As Emily mentioned in her post, we are giving brief snapshots of our homeschooling lives this week. And, like Emily, I would say that my homeschool philosophy is something of a mix between straight-up Classical and Charlotte Mason.I’ve got 3 in school this year. C is in 5th grade, E is in 3rd, and L is in 1st. Having 3 fully in school means that I have to rely pretty heavily on my schedule to make sure everybody will get everything done. My kids all have binders, and the first page of their binder has their schedule for the day. I have a master schedule (somewhere!), and then I have a schedule of what I should be doing at each point in the morning. My two oldest are largely self-sufficient for the morning. They do their math and history on the computer, and their Bible reading and seatwork items on their own. My 1st grader is a little more dependent on me–I help her with her spelling lesson, her math lesson, and beginning readers. The preschoolers, though, can’t be forgotten. I have successfully taken the advice of a veteran homeschool friend, to fill up my little guys first. I start the morning spending an hour with them, in the hopes that they will be a little happier to self-entertain for the rest of the morning. Generally, it works. I have, however, allotted slots of time to the big kids to entertain these two as the morning wears on.
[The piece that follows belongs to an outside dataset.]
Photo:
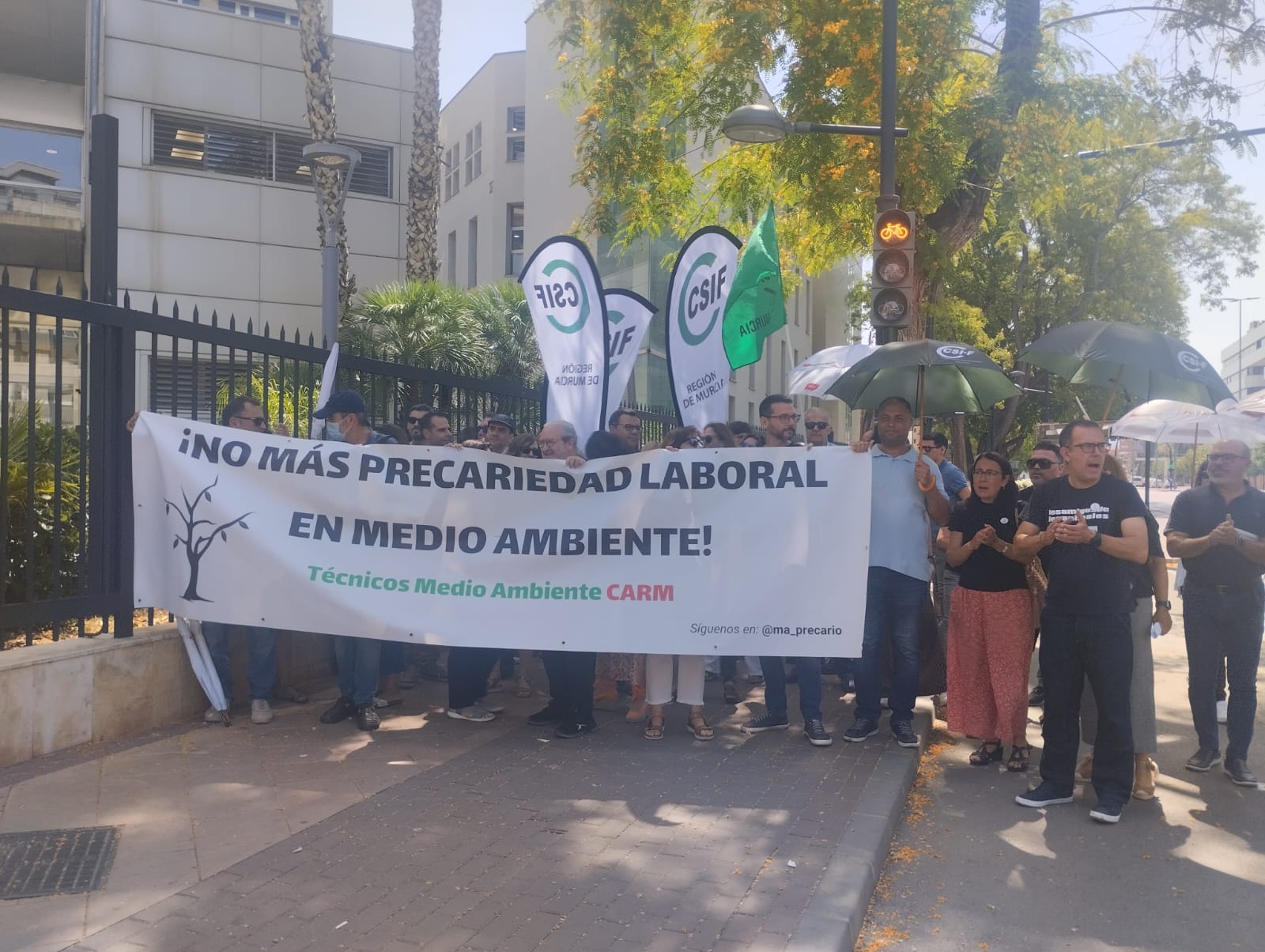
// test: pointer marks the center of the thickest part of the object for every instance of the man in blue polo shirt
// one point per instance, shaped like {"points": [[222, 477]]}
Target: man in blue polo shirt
{"points": [[904, 493]]}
In the afternoon, I do things with the big kids to take advantage of the time the toddlers are napping. We do our reading-aloud time (currently Pippi Longstocking), review our memory work, do our science lesson (everybody does the same science), and finish up with something fun, an art project or a geography puzzle. On a good day, we should be done by 3.
While I have been planning this schedule all summer, it has not withstood the test of time yet. I’m sure as the year wears on, we will tweak and tweak again, probably decide that geography is optional for most of the kids (hey, they looked at the atlas all the way across the country this summer, right ?!?), and that playing with the baby trumps our memory work, and that art is the only subject that really needs to happen every day. And I’m fine with that.